-
Poverty with joy isn't poverty at all. The poor man is not one who has little, but one who hankers after more.
-
Drunkenness is nothing but a self-induced state of insanity.
-
Self-denial is the best riches.
-
I am telling you to be a slow-speaking person.
-
The mind does not easily unlearn what it has been long in learning.
-
The fates lead the willing, and drag the unwilling.
-
He that by harshness of nature rules his family with an iron hand is as truly a tyrant as he who misgoverns a nation.
-
Precepts or maxims are of great weight; and a few useful ones at hand do more toward a happy life than whole volumes that we know not where to find.
-
A man who has taken your time recognises no debt; yet it is the one he can never repay.
-
Expediency often silences justice.
-
To meditate an injury is to commit one.
-
He that makes himself famous by his eloquence, justice or arms illustrates his extraction, let it be never so mean; and gives inestimable reputation to his parents.
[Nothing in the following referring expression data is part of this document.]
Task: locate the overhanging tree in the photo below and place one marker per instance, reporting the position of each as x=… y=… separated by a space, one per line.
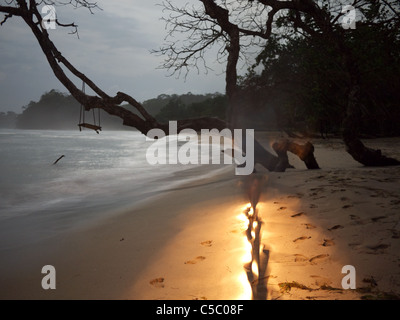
x=219 y=16
x=233 y=23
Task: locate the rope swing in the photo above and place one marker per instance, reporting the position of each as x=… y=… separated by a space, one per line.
x=82 y=123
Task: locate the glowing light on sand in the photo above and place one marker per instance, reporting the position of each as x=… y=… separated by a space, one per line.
x=246 y=294
x=252 y=250
x=247 y=257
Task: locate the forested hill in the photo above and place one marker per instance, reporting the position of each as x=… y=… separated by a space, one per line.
x=59 y=111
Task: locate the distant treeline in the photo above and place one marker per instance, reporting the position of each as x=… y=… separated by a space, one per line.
x=59 y=111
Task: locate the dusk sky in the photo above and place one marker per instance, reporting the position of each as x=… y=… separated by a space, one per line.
x=113 y=50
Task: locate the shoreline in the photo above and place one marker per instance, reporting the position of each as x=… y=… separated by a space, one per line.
x=188 y=242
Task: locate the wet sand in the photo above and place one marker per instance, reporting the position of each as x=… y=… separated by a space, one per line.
x=189 y=243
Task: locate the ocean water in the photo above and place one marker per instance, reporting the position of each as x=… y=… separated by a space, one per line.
x=99 y=174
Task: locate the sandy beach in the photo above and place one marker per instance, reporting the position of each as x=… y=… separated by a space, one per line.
x=189 y=243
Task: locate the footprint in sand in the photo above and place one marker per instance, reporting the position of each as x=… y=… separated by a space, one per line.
x=207 y=243
x=195 y=260
x=157 y=282
x=321 y=281
x=328 y=243
x=318 y=258
x=377 y=249
x=300 y=258
x=301 y=238
x=297 y=215
x=338 y=226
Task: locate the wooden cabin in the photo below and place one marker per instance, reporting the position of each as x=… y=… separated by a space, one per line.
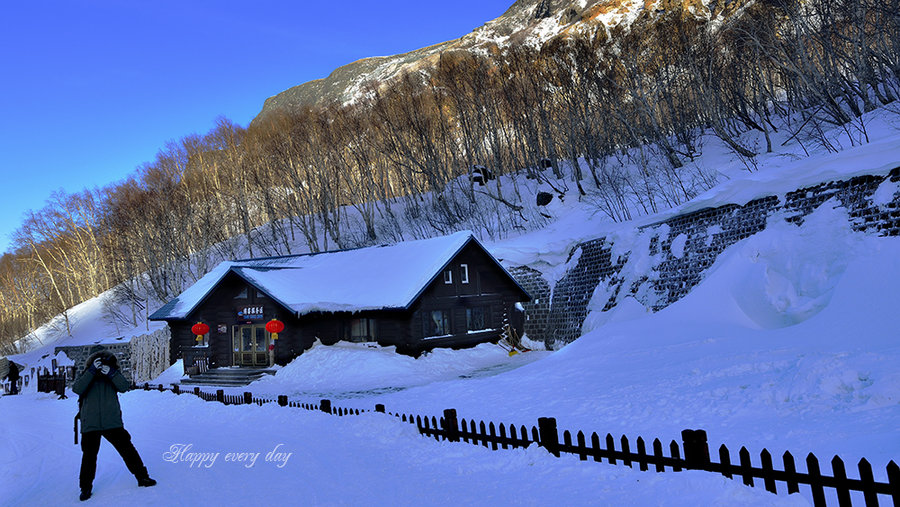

We should never have heard of Sophroniscus, but for his son, Socrates; nor of Ariosto and Gryllus, if it had not been for Xenophon and Plato.
-
Cato, being scurrilously treated by a low and vicious fellow, quietly said to him, "A contest between us is very unequal, for thou canst bear ill language with ease, and return it with pleasure; but to me it is unusual to hear, and disagreeable to speak it." There are none more abusive to others than they that lie most open to it themselves; but the humor goes round, and he that laughs at me today will have somebody to laugh at him tomorrow.
-
With parsimony a little is sufficient; without it nothing is sufficient; but frugality makes a poor man rich.
-
A good mind is a lord of a kingdom.
-
Sovereignty over any foreign land is insecure.
-
I have withdrawn not only from men, but from affairs, especially my own affairs; I am working for later generations, writing down some ideas that may be of assistance to them.
-
On him does death lie heavily, who, but too well known to all, dies to himself unknown.
-
Why will no man confess his faults? Because he continues to indulge in them; a man cannot tell his dream till he wakes.
-
As for old age, embrace and love it. It abounds with pleasure if you know how to use it. The gradually declining years are among the sweetest in a man's life, and I maintain that, even when they have reached the extreme limit, they have their pleasure still.
-
It is only the surprise and newness of the thing which makes that misfortune terrible which by premeditation might be made easy to us. For that which some people make light by sufferance, others do by foresight.
-
Epicurus says, "gratitude is a virtue that has commonly profit annexed to it." And where is the virtue that has not? But still the virtue is to be valued for itself, and not for the profit that attends it.
-
There's one blessing only, the source and cornerstone of beatitude: confidence in self.
-
Let me therefore live as if every moment were to be my last.